Within a class, a field that has the same name as a field in the superclass hides the superclass's field.
public class Test {
public static void main(String[] args) {
Father father = new Son();
System.out.println(father.i); //why 1?
System.out.println(father.getI()); //2
System.out.println(father.j); //why 10?
System.out.println(father.getJ()); //why 10?
System.out.println();
Son son = new Son();
System.out.println(son.i); //2
System.out.println(son.getI()); //2
System.out.println(son.j); //20
System.out.println(son.getJ()); //why 10?
}
}
class Son extends Father {
int i = 2;
int j = 20;
@Override
public int getI() {
return i;
}
}
class Father {
int i = 1;
int j = 10;
public int getI() {
return i;
}
public int getJ() {
return j;
}
}
Can someone explain the results for me?
In java, fields are not polymorphic.
Father father = new Son();
System.out.println(father.i); //why 1? Ans : reference is of type father, so 1 (fields are not polymorphic)

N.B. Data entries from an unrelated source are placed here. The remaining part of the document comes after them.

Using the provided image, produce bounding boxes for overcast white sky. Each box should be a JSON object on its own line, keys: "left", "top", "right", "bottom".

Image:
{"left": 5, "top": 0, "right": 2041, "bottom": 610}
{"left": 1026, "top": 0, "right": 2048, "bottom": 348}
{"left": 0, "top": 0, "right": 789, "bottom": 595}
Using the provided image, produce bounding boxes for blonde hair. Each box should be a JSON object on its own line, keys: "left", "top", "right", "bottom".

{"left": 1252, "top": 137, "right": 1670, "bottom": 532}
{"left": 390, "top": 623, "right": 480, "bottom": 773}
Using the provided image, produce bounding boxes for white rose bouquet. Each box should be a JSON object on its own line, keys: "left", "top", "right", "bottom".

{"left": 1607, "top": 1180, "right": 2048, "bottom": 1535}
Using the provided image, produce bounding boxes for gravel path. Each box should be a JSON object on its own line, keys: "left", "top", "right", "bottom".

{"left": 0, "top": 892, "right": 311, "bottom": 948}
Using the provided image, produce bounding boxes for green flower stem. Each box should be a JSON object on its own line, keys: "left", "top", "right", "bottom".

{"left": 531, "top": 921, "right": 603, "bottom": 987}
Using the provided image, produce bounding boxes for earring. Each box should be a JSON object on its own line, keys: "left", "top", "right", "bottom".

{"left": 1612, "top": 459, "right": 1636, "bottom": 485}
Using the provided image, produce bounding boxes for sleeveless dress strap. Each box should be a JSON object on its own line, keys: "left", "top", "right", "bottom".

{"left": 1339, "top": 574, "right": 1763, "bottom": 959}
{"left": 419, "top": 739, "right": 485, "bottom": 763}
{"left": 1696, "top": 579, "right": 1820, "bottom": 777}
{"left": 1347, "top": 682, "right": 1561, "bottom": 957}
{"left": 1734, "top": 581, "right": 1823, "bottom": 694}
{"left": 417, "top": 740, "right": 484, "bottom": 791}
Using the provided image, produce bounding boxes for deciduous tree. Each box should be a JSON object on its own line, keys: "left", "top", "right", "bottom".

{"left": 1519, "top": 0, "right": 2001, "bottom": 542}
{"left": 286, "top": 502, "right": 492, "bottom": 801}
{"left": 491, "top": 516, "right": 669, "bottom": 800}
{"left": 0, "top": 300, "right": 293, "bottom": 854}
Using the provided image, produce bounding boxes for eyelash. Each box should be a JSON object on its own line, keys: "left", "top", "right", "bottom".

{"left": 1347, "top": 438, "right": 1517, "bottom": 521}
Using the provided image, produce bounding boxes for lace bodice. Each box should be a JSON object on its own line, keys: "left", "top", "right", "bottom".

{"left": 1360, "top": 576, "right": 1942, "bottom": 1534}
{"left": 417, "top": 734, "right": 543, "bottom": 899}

System.out.println(father.getI()); //2 : overridden method called
System.out.println(father.j); //why 10? Ans : reference is of type father, so 2
System.out.println(father.getJ()); //why 10? there is not overridden getJ() method in Son class, so father.getJ() is called
System.out.println();
// same explaination as above for following
Son son = new Son();
System.out.println(son.i); //2
System.out.println(son.getI()); //2
System.out.println(son.j); //20
System.out.println(son.getJ()); //why 10?